We are getting ready to submit our paperwork but I'm confused about something. Everyone I've talked to just said do the paperwork and send it in. However, it seems to me that my spouse would need to send in his Sponsorship paperwork FIRST to see if he is approved. Anyone know for sure? Thank you!


----------



## Auld Yin (Mar 10, 2009)

American_Woman said:


> We are getting ready to submit our paperwork but I'm confused about something. Everyone I've talked to just said do the paperwork and send it in. However, it seems to me that my spouse would need to send in his Sponsorship paperwork FIRST to see if he is approved. Anyone know for sure? Thank you!

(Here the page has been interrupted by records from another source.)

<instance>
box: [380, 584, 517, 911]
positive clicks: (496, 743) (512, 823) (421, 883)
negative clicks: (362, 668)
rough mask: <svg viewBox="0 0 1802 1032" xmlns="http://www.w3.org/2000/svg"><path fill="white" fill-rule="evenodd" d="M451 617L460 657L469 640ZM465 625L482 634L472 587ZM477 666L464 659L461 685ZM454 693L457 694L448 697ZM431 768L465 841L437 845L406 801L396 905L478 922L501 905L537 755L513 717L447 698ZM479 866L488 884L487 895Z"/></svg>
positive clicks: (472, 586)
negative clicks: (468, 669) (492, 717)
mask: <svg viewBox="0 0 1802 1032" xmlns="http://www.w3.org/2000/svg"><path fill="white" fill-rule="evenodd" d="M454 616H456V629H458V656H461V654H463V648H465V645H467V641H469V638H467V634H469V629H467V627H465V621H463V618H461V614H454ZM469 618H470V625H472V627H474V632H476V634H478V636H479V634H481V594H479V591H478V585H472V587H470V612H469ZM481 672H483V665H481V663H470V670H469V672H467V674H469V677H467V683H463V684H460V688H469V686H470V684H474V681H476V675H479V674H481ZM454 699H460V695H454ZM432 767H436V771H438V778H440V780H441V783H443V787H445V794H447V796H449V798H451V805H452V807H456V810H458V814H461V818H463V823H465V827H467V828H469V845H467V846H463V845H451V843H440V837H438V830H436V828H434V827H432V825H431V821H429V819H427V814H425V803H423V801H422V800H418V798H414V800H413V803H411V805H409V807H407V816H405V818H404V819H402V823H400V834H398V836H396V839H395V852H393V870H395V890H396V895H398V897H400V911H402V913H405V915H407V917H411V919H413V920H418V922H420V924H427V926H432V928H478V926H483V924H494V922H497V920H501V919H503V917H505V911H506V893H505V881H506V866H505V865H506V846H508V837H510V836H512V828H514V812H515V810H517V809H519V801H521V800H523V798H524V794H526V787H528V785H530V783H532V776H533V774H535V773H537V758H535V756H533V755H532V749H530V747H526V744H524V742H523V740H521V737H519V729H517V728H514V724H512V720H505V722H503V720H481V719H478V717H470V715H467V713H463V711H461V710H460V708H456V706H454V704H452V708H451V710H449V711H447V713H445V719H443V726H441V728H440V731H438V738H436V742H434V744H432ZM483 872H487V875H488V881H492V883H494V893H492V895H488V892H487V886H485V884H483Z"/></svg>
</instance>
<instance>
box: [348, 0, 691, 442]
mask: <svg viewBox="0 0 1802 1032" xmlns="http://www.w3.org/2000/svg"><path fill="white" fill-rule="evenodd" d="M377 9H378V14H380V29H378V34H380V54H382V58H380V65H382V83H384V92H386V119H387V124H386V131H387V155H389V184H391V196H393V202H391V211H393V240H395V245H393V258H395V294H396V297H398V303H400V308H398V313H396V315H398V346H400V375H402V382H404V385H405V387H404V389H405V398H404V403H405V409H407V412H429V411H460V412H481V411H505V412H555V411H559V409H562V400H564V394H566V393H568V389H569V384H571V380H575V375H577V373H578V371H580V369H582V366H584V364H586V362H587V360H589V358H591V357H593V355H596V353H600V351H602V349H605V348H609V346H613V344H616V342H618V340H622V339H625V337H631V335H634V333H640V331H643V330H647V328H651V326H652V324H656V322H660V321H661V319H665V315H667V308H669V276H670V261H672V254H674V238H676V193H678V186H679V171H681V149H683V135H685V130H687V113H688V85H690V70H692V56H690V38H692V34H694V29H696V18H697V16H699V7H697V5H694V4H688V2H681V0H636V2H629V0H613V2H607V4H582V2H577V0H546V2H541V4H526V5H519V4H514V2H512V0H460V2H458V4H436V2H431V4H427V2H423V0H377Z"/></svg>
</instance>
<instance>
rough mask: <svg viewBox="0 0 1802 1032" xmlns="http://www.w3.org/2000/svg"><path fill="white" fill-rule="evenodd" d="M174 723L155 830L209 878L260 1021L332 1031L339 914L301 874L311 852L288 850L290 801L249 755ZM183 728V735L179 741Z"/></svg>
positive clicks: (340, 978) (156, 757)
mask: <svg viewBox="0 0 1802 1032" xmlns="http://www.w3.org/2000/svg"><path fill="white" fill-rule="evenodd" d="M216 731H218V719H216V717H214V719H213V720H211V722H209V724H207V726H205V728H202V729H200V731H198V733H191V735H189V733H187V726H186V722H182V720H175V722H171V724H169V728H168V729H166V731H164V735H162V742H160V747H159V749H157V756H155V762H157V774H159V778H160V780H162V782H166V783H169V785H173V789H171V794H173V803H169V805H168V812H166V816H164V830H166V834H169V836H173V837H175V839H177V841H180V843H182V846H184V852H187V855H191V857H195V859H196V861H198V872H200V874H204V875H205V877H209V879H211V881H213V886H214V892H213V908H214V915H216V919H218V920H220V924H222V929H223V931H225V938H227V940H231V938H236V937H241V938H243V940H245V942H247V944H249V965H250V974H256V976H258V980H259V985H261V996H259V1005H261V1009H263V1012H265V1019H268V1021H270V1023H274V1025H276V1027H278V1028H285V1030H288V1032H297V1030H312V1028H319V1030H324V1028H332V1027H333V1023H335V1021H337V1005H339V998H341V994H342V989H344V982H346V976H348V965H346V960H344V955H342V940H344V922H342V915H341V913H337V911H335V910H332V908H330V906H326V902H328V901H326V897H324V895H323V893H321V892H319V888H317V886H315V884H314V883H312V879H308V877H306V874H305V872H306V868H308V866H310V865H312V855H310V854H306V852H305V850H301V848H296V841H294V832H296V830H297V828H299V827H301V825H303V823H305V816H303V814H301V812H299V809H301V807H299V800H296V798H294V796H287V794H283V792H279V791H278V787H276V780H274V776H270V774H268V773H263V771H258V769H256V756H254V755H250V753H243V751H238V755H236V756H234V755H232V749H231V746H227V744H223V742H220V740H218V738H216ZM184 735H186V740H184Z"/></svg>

I'm sorry but I don't understand. What is Sponsorship paperwork? Regardless of the visa you're applying for you would/should do it as a family, ergo all paperwork at the same time.


----------



## American_Woman (Mar 31, 2010)

Auld Yin said:


> I'm sorry but I don't understand. What is Sponsorship paperwork? Regardless of the visa you're applying for you would/should do it as a family, ergo all paperwork at the same time.


I'm sorry for the confusion. My husband is Canadian citizen so he must sponsor me as his spouse. He is supposed to complete a sponsorship application to see if he will be approved as a sponsor. It seems logical to me that he would need to be approved first before I send in my application for resident status.


----------



## Auld Yin (Mar 10, 2009)

American_Woman said:


> I'm sorry for the confusion. My husband is Canadian citizen so he must sponsor me as his spouse. He is supposed to complete a sponsorship application to see if he will be approved as a sponsor. It seems logical to me that he would need to be approved first before I send in my application for resident status.


Okay, now I understand. You and hubby should read the appropriate section on the CIC website for the full information, Sponsoring your family: Spouses and dependent children


----------



## American_Woman (Mar 31, 2010)

Thanks Auld. I tried to call their number (1-888-242‑2100) but it won't work for me for some reason. It just gives me a busy signal.


----------